A new poll released by the National Taxpayers Union (NTU) and the R Street Institute found that Virginia voters overwhelmingly oppose federal legislation that would expand state sales taxes to the Internet. The law that some large retailers are pushing alongside many state governments is called the Marketplace Fairness Act (MFA) and would require businesses without a physical presence in a state to enforce state sales tax laws everywhere in the nation that they do business.
In Virginia, 59% of poll respondents said that they oppose the Marketplace Fairness Act, compared to 33% of voters who said they favor it. Even self-identified liberals oppose the law by a 47 to 46 point margin. Republicans oppose the bill 67% to 28% and Independents oppose it 56% to 36%. Voters are even more opposed to the concept of empowering out of state retailers to collect taxes on Virginia online consumers, by a 68% to 26% margin.

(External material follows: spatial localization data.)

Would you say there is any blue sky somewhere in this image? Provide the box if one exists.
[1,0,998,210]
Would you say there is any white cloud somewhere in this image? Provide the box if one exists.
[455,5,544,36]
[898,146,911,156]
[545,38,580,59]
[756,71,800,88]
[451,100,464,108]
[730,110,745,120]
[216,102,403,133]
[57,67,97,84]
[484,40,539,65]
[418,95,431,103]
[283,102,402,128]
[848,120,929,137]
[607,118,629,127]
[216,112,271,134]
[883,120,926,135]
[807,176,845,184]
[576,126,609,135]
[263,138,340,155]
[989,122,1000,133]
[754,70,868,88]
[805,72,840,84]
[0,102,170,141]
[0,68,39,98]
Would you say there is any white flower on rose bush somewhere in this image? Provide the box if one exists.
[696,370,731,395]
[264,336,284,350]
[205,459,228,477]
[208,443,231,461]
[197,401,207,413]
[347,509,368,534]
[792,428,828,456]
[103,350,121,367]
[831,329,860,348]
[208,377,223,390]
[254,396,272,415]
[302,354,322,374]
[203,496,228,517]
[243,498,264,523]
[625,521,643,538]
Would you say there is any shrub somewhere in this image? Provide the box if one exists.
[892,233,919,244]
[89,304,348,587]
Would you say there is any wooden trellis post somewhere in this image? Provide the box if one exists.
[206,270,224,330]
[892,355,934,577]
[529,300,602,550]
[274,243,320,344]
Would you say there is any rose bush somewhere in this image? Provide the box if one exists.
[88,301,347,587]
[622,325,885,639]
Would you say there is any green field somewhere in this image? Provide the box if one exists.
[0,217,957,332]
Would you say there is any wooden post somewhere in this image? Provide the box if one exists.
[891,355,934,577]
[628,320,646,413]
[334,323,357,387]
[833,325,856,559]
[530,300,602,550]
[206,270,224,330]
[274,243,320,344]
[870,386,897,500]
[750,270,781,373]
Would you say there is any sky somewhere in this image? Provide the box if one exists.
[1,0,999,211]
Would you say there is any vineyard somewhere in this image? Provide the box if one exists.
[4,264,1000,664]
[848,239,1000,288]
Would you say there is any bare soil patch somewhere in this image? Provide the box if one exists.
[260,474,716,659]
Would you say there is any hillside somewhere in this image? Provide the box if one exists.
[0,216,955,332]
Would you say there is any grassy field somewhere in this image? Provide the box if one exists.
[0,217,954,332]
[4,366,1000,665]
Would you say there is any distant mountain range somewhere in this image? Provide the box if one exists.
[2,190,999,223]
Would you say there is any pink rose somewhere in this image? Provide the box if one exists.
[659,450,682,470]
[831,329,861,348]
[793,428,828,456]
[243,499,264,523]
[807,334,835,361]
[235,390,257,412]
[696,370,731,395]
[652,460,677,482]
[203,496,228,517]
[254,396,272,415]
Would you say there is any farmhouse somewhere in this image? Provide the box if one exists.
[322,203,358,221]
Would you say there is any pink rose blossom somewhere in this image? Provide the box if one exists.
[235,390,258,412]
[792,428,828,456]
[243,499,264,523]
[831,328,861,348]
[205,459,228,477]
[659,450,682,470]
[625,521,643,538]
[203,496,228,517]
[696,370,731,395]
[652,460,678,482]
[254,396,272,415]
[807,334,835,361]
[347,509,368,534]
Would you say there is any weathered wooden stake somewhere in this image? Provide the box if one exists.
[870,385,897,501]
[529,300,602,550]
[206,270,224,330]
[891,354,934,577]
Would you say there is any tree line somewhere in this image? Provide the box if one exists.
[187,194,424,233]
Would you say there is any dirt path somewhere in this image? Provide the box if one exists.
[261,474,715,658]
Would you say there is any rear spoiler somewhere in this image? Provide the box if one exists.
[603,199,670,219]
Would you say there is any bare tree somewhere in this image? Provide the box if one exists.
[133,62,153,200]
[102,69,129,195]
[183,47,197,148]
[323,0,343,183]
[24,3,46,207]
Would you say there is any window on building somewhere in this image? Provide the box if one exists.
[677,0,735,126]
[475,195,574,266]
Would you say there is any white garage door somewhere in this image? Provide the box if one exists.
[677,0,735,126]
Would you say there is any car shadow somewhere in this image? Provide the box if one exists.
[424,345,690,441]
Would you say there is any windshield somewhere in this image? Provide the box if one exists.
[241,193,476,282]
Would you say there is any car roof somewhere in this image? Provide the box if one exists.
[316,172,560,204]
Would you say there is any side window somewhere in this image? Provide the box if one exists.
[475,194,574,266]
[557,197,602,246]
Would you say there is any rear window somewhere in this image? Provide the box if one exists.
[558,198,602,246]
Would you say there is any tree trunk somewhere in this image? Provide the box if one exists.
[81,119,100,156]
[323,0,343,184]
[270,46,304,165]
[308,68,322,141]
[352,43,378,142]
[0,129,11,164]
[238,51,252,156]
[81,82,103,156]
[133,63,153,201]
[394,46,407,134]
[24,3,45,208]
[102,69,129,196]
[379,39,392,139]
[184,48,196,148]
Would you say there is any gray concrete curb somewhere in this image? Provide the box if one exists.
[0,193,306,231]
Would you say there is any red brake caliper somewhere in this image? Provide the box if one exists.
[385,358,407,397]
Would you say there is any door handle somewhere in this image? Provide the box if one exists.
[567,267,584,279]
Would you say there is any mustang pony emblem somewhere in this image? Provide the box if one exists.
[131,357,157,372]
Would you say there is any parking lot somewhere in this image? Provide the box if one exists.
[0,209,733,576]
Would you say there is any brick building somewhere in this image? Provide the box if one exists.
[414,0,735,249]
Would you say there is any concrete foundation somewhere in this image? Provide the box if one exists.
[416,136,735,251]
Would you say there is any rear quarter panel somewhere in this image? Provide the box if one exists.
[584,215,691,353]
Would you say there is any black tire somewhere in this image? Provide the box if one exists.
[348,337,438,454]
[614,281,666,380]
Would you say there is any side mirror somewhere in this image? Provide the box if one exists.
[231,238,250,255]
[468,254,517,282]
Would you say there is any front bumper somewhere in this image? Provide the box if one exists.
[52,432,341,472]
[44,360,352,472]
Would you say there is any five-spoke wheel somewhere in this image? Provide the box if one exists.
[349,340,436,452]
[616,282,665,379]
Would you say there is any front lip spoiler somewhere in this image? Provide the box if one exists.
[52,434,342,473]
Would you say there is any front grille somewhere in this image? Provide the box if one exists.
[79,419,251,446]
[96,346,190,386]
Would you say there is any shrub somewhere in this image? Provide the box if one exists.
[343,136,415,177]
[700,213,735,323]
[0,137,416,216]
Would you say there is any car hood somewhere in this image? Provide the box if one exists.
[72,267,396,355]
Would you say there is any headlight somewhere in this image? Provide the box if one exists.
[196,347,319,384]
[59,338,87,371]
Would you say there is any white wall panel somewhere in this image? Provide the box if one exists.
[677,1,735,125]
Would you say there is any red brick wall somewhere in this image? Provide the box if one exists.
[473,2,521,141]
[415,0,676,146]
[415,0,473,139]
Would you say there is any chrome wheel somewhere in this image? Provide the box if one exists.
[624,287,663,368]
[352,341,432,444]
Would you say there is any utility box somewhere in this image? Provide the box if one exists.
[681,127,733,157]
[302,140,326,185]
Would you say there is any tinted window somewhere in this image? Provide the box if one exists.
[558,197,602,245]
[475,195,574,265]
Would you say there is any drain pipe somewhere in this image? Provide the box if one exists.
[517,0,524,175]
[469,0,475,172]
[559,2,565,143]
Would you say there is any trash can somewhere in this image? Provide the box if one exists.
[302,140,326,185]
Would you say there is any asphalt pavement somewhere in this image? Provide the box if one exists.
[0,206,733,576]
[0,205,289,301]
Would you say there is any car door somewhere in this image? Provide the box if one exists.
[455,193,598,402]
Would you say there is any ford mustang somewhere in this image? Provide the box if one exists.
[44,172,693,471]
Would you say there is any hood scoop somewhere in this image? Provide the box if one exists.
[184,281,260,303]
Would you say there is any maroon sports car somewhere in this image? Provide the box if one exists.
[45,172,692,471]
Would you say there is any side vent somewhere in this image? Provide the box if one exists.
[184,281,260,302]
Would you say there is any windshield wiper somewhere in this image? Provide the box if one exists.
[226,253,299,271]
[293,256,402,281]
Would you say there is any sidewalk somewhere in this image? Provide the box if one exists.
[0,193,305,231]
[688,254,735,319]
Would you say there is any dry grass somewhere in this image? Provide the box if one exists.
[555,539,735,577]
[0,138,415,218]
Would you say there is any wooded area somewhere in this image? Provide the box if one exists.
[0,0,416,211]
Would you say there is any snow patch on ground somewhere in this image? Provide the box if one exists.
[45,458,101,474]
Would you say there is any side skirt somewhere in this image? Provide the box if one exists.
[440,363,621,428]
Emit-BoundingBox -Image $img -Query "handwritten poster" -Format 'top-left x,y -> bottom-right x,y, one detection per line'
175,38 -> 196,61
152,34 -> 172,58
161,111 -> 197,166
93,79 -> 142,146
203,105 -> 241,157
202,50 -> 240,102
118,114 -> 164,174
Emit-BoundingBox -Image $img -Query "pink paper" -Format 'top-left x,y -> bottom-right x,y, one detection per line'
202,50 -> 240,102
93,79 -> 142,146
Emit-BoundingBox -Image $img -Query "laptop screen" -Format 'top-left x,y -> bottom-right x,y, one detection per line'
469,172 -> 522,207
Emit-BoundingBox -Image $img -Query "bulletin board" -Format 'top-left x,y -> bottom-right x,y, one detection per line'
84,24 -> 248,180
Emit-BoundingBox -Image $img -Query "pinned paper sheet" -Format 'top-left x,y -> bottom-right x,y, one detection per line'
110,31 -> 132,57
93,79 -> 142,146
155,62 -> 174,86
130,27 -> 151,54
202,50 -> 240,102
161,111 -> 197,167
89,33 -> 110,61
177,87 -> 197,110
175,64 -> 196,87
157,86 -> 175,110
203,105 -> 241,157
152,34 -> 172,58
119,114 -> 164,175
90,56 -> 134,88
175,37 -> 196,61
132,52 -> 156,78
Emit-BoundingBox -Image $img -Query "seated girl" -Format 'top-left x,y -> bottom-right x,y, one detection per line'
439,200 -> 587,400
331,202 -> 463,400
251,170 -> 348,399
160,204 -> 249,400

The Marketplace Fairness Act has little chance of passing Congress this year but that hasn’t stopped some from pushing for the bill, in an effort to generate revenue for the state. The 2013 transportation package, which amounted to a $5.9 billion tax increase on Virginians included a provision that counted on passage of MFA at the federal level, as a way of generating money for state coffers. If and when MFA fails to pass by year’s end, the state gas tax will automatically increase from 3.5% to 5.1%, amounting to a $1.2 billion tax hike over 5 years.
Conservative activists would be wise to focus on repealing this provision of House Bill 2313 (the transportation package) instead of urging members of Congress like Representative Bob Goodlatte to support MFA.
“This most recent poll confirms what many of us have been saying for more than a year; subjecting small businesses and online consumers to billions of dollars in higher taxes and compliance costs is a widely unpopular idea, especially in Virginia,” said ATR state affairs manager Paul Blair.
“Last year’s transportation package included a trigger to grab more money from consumers if the Marketplace Fairness Act failed and now state lawmakers have until the end of the year to figure out how to stop the gas tax from going up. Without legislative action in Richmond, motorists throughout the commonwealth will all see even higher gas prices at the beginning of next year.
If I was a Republican running for re-election in next year’s legislative races and had previously supported the transportation package and online tax schemes like MFA, I’d be worried about a primary challenge from the right.”